Professor Hearnshaw took up the story in the
Daily Telegraph, telling us that Socialists have “imagined” the capitalist system. The Economic League and the Times, on other occasions, maintain that in England the Socialist conception must be false because they profess not to be able to see a well-defined capitalist class and working class; we are all capitalists, they say, because of the deposits in the Post Office Savings Banks.
That is the story served out as regards this country, but when the same people look at capitalist further afield a remarkable change takes place. The
Times, in its Editorial on
the Tokyo murders, could not find any explanation of the political movements in Japan, except one based on class interests: –
There is little labour agitation in Japan; but there is a general disillusionment over the result of industrialisation, a disillusionment which is felt most strongly among the agricultural classes, from whom the officers are mainly recruited. Some of the patriotic societies, while fiercely opposed to Communism, demand that profit-making in finance, industry, and trade should be curbed by methods which are practically indistinguishable from Communism. They all resent the contrast between the great fortunes made in business and the poverty and austerity of life which is traditional among the military classes in Japan. —(February 27th.)
So, in abstract discussion, capitalism and capitalists are myths, figments of the Socialist imagination, but in faraway Japan the army movement is led mostly by “younger men drawn from the small landowning class,” who resent “the exploitation of the peasantry by financiers and industrialists, with the connivance of corrupt politicians.” (Times, March 5th.) They object to Japan’s Government being controlled by “capitalists, politicians and bureaucrats.”
At home in England the Times cannot see the poverty and misery wrought by capitalism, but in Japan the Army movement, in the words of the Times’ own correspondent, is “A protest against the obvious fact that the mass of Japanese remain poor amid the country’s vaunted progress, while a few families have amassed colossal fortunes. . . . (Times, March 3rd.)
Similarly, Beaverbrook’s
Evening Standard, in its Editorial (February 26th), describes the Japanese Cabinet as being dependent “on the goodwill of the
Minseito Party, and this party, in its turn, dependent on industrial capitalist influences, which are not especially concerned about the Japanese farmer, and oppose militarism because it arouses prejudices adverse to Japanese foreign trade.”

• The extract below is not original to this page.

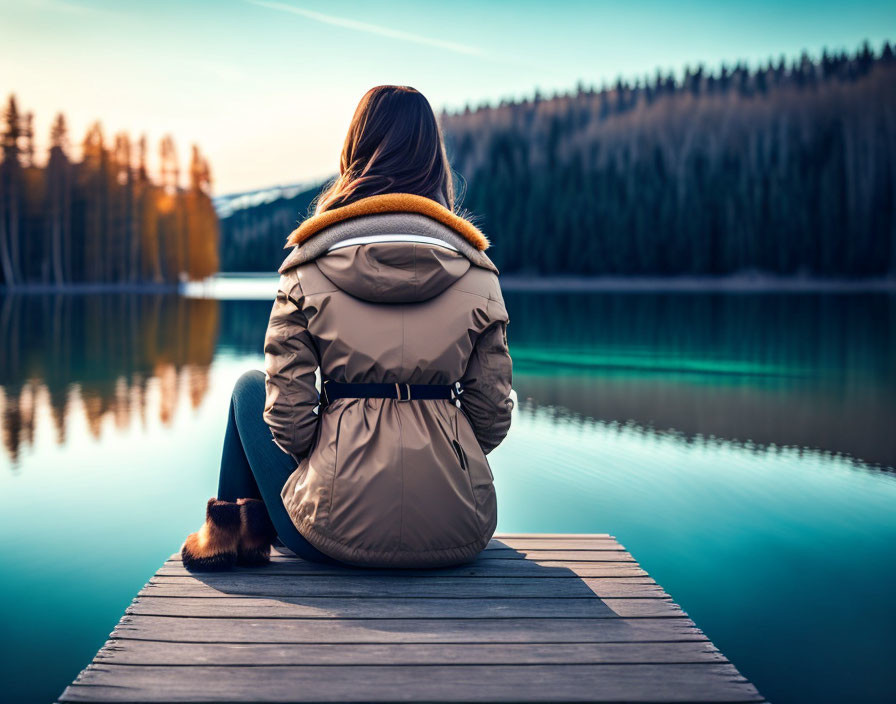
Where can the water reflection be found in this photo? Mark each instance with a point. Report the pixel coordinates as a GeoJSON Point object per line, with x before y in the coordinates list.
{"type": "Point", "coordinates": [100, 355]}
{"type": "Point", "coordinates": [804, 371]}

An even more frank reference was made by the Observer to the capitalist nature of British control in Shanghai. Their Shanghai correspondent wrote (March 1):
Shanghai is essentially a capitalistic structure designed to protect vested interests.
Perhaps if these various newspapers were to get their Far-Eastern correspondents to take a telescopic view of Great Britain the Editors might begin to understand that early 19th-century England is mirrored in modern capitalistic Japan, and that movements here are to be explained only by the same kind of class-interests as operate there. But then, of course, the proprietors would hardly allow such articles to be printed.